The Scottish Rite Cathedral, now named the Scottish Rite Theatre, is church-style building in Peoria, Illinois that houses the Scottish Rite Bodies of the Valley of Peoria. The building is at 400 NE Perry Avenue, at the corner with Spalding Avenue. The cathedral is listed as a contributing property to Peoria's North Side Historic District.

== History ==
The Scottish Rite Bodies of the Valley of Peoria was established in Yates City, Illinois on February 25, 1867, and moved to Peoria in 1869. The body had 3 meeting locations in downtown Peoria before the Scottish Rite Cathedral.

== Architecture ==
Hewitt, Emerson and Gregg architectural firm constructed the building at a cost of $400,000. Herbert Hewitt of this firm was known designing the First National Bank Building, the highest building in Peoria at the time. The cornerstone for the Scottish Rite Cathedral was laid on May 7, 1924. It was dedicated in a public ceremony on January 13, 1925.

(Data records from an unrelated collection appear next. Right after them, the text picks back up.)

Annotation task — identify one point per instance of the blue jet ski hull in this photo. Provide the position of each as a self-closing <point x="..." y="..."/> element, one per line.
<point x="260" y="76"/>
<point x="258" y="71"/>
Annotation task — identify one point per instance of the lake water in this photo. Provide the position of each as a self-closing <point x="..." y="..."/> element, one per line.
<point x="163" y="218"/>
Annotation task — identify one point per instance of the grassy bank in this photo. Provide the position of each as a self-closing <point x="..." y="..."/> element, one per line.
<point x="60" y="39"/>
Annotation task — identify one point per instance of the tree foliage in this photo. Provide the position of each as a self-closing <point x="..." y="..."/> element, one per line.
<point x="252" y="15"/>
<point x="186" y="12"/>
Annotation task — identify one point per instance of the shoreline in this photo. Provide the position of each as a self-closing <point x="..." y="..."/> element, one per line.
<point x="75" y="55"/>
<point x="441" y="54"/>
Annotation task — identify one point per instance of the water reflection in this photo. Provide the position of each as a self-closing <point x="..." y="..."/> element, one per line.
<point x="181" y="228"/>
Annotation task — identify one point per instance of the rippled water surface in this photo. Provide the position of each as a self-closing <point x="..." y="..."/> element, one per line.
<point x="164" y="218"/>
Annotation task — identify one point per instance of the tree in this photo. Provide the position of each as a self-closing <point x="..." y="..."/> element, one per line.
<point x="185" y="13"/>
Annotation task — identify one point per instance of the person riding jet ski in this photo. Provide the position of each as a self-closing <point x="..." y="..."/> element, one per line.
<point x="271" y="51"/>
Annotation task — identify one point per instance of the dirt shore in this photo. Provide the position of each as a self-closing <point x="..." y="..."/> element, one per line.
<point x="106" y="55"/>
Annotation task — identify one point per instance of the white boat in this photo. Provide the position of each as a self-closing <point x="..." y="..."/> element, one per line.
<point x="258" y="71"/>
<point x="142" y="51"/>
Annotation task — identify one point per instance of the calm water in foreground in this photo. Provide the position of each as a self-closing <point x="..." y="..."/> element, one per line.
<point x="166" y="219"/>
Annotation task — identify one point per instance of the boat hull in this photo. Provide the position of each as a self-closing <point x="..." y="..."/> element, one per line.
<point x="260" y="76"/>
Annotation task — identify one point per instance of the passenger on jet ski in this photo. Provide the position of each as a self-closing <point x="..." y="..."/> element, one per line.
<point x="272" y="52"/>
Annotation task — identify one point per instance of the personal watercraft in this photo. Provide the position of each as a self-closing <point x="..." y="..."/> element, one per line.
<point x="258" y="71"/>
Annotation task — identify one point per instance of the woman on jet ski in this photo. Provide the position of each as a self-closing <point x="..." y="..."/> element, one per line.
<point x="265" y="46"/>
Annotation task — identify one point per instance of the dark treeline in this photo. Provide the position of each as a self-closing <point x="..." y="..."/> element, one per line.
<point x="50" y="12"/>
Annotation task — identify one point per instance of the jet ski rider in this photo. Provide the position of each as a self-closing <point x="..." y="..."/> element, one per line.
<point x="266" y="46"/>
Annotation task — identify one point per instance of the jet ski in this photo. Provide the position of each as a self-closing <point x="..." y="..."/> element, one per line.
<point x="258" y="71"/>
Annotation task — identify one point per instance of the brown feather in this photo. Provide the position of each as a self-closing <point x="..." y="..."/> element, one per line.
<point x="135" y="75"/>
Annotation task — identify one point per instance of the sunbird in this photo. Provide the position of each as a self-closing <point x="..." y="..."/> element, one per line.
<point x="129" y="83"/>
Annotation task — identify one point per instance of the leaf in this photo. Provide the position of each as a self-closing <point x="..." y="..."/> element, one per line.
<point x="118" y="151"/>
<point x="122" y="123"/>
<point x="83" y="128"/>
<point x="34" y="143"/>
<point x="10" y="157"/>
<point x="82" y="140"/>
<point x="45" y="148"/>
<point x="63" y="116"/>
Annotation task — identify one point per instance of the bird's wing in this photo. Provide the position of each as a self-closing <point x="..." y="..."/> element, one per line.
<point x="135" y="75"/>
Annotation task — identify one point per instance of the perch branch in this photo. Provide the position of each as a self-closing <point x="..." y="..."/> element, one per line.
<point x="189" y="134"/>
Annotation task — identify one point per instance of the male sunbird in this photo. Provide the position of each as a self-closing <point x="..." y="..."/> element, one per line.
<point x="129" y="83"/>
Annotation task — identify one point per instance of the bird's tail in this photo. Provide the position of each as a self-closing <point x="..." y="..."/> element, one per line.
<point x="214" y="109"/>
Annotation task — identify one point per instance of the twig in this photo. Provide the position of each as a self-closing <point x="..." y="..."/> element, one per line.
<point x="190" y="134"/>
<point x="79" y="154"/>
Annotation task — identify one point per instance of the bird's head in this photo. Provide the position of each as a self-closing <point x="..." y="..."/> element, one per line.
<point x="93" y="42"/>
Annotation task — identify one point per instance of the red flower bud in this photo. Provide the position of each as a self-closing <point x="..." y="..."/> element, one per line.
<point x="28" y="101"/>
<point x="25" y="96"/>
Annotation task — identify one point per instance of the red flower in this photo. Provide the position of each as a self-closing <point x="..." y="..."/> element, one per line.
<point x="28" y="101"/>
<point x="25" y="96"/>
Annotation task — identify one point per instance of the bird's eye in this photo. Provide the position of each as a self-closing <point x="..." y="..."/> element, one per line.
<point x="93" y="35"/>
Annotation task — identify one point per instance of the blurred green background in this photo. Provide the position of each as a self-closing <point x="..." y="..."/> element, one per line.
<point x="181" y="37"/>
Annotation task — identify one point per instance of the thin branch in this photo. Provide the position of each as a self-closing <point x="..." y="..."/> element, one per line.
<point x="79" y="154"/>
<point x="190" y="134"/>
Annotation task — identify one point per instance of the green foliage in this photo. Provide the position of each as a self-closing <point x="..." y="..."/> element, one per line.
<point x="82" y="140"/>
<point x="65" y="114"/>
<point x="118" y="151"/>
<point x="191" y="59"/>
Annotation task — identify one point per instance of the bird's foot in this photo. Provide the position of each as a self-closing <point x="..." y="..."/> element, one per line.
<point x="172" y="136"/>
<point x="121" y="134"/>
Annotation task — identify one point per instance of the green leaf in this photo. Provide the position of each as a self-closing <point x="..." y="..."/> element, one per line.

The Gothic architecture was inspired by Edward Ulysses Henry's travels to Europe. The cathedral design features flying buttresses and symbolic stained glass windows. The cathedral has an auditorium with a stage and 900 seats.

== Renovation ==
The Masonic membership in the Valley of Peoria was near 15,000 at one time, but had dropped to 1,200 by 2019, and was having trouble affording the maintenance of the building. Kim Blickenstaff, who grew up in nearby East Peoria, bought the Cathedral on April 26, 2019, for $490,000, with plans to put it in a trust, operate it as a community venue, and allow Scottish Rite members to use the venue in perpetuity.

Plans to open the theatre were delayed by the COVID-19 pandemic, but construction work continued. In 2020, the Peoria Historical Society awarded the KBD group a Historic Preservation Award.

In January, 2023, the KBD group announced the venue would close on January 15. The building was listed for sale in April 2023.